Touching on stem cell biology, tumor development, and drug discovery, Dr. Wechsler-Reya’s research is a good representation of work that will be coming out of the Sanford Consortium collaboratory. His lab was the first to identify a new type of stem cell that, when functioning normally, develops into many different cell types in the cerebellum. But if this cell acquires certain mutations, it can also give rise to medulloblastoma, the most common malignant brain cancer in children.

Dr. Wechsler-Reya’s team is now trying to better understand what drives medulloblastoma tumors, and they are creating stem cell-based models that can be used to test new drugs that target the disease.

In a study published February 13 in Cancer Cell, Dr. Wechsler-Reya and his group developed a new mouse model for studying medulloblastoma. The model mimics the deadliest of four subtypes of the human disease, a tumor that is triggered by elevated levels of the Myc oncogene.

Using this model, the team profiled gene expression in Myc-driven medulloblastoma tumors. They found particularly high levels of genes activated by PI3-kinase, an enzyme whose activity is often elevated in cancer cells. Armed with this information, the team tested whether inhibiting PI3-kinase could block the growth of these Myc tumors. They found that PI3-kinase inhibitors significantly increased mouse survival.

PI3-kinase inhibitors are in clinical trials for several types of cancer, but no one has tried them as a treatment for medulloblastoma. Dr. Wechsler-Reya’s lab is now taking steps toward testing these inhibitors as a potential therapy for the disease.

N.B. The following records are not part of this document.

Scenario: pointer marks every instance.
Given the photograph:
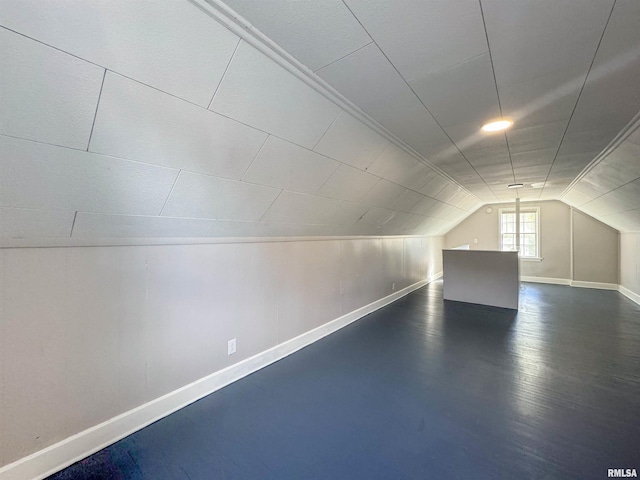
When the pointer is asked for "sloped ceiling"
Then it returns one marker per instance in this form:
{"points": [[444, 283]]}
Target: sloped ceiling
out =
{"points": [[165, 119], [609, 189]]}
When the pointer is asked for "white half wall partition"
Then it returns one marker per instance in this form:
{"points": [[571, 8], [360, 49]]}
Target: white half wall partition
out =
{"points": [[486, 277]]}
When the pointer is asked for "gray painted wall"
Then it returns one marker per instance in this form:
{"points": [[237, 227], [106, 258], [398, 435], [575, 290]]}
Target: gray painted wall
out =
{"points": [[595, 250], [87, 333], [630, 261], [596, 245]]}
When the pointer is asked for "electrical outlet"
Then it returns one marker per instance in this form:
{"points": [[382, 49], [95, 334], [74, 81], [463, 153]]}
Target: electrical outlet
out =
{"points": [[231, 346]]}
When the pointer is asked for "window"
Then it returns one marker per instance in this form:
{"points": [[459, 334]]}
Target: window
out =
{"points": [[529, 231]]}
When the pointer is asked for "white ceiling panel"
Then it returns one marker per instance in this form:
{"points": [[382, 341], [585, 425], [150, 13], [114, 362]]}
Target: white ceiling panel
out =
{"points": [[498, 155], [29, 223], [348, 183], [611, 98], [40, 176], [533, 157], [350, 141], [540, 28], [406, 201], [576, 198], [532, 173], [417, 177], [370, 81], [181, 51], [374, 219], [421, 37], [141, 123], [460, 94], [424, 205], [447, 193], [203, 196], [393, 164], [383, 193], [316, 33], [540, 137], [91, 225], [628, 221], [589, 189], [284, 165], [47, 95], [543, 99], [435, 186], [257, 91], [309, 209], [468, 136], [227, 228]]}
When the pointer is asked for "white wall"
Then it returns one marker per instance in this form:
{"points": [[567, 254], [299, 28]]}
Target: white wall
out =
{"points": [[630, 262], [592, 257], [88, 333]]}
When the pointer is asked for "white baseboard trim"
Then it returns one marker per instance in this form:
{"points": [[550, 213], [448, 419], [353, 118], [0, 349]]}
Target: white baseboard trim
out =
{"points": [[631, 295], [45, 462], [553, 281], [598, 285]]}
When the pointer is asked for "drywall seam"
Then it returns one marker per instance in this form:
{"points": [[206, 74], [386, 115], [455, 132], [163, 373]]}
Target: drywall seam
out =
{"points": [[598, 285], [45, 462], [615, 143], [64, 242], [631, 295], [229, 18], [550, 280]]}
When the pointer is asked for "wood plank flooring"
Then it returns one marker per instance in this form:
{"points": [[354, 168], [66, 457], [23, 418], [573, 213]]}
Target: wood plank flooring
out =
{"points": [[419, 389]]}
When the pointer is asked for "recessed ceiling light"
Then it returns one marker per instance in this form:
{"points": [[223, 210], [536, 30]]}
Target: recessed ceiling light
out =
{"points": [[497, 126]]}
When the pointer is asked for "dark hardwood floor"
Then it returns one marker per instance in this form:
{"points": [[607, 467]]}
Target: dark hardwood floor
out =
{"points": [[419, 389]]}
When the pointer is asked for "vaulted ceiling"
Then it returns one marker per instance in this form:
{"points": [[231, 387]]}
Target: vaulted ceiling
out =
{"points": [[194, 118]]}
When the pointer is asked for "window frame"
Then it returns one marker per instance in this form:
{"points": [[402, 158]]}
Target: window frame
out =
{"points": [[535, 210]]}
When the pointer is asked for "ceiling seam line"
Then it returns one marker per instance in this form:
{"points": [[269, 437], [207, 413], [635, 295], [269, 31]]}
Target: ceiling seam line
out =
{"points": [[575, 106], [170, 192], [495, 82], [607, 193], [234, 22], [224, 74], [270, 205], [420, 100], [253, 160], [101, 242], [325, 132], [343, 57], [627, 131], [73, 224], [95, 114]]}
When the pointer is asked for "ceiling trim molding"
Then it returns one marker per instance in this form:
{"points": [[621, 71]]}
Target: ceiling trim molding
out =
{"points": [[631, 127], [250, 34]]}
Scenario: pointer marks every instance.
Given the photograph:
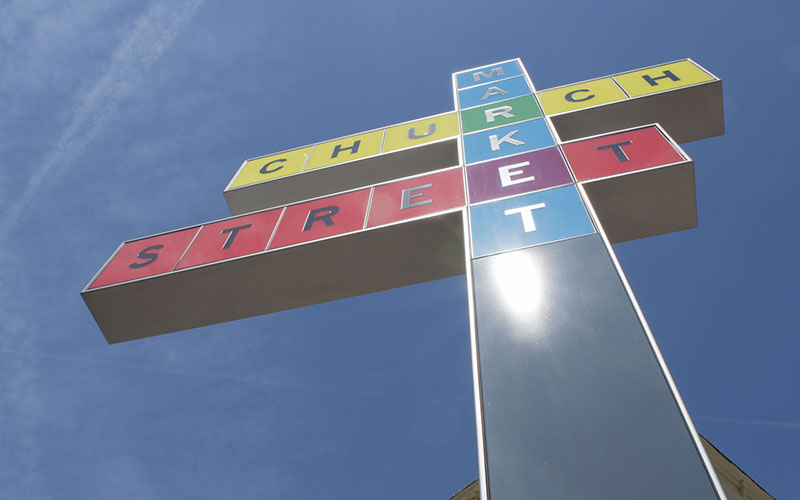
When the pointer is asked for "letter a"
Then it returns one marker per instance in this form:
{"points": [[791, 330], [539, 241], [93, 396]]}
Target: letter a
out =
{"points": [[493, 91]]}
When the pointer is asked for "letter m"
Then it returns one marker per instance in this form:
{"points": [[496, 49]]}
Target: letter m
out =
{"points": [[494, 71]]}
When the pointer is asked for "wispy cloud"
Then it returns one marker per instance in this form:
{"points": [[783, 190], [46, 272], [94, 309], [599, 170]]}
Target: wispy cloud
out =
{"points": [[150, 35], [146, 39]]}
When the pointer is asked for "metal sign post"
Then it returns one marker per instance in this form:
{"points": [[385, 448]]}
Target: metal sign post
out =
{"points": [[523, 191]]}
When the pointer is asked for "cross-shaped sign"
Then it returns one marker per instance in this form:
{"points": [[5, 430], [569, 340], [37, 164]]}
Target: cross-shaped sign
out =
{"points": [[523, 191]]}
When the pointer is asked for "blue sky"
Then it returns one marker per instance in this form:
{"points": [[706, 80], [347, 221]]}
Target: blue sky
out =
{"points": [[126, 119]]}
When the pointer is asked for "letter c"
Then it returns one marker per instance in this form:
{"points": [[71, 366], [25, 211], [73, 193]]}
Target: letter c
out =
{"points": [[265, 169], [570, 97]]}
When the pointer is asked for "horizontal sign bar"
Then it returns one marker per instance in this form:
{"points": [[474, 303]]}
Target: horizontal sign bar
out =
{"points": [[170, 278], [682, 96]]}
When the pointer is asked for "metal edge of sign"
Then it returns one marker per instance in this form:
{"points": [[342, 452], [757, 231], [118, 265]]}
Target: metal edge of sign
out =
{"points": [[283, 208], [102, 268], [477, 389], [717, 486], [230, 189]]}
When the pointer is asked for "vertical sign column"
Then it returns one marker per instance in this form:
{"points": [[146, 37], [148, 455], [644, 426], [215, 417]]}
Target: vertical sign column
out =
{"points": [[571, 399]]}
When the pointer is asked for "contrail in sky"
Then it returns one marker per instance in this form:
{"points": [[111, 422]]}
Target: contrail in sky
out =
{"points": [[151, 34]]}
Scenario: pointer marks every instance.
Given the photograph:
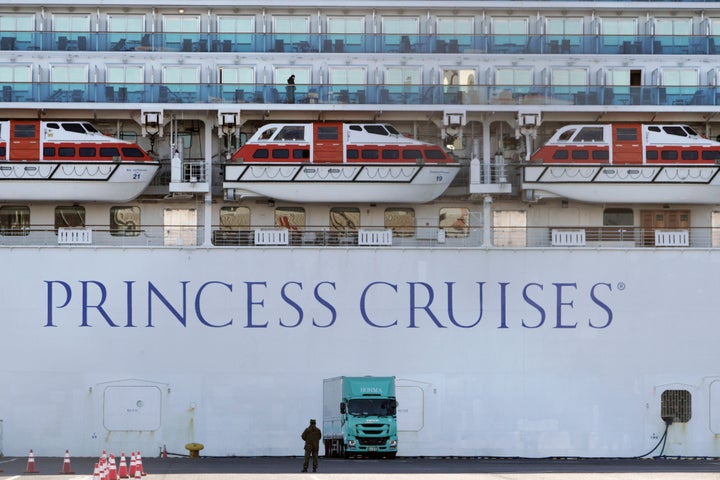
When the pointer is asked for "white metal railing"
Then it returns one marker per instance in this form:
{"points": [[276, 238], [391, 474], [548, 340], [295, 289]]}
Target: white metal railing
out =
{"points": [[275, 236], [374, 237], [568, 238], [74, 236], [672, 238]]}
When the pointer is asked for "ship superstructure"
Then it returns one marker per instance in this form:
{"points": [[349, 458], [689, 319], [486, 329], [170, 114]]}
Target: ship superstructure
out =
{"points": [[513, 211]]}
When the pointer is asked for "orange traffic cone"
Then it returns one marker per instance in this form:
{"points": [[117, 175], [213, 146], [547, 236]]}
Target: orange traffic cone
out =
{"points": [[122, 470], [31, 464], [67, 470], [112, 469], [138, 464]]}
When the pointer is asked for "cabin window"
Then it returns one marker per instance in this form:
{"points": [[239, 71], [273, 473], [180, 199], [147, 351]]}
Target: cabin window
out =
{"points": [[24, 130], [301, 153], [390, 154], [124, 221], [109, 152], [132, 152], [280, 153], [434, 154], [676, 405], [328, 133], [15, 221], [72, 216], [401, 221], [455, 221]]}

“The key is to take compounds that show promise in preclinical studies in the lab and partner with clinicians to evaluate their effectiveness in the clinic,” Dr. Wechsler-Reya said. “Our hope is that this approach will bring new therapies to children who are suffering from this extremely aggressive disease.”

Cerebellar stem cells engineered to express Myc and mutant p53 (shown here) give rise to aggressive tumors that resemble a particularly malignant form of human medulloblastoma, providing a new model that will help scientists develop more effective therapies for this disease.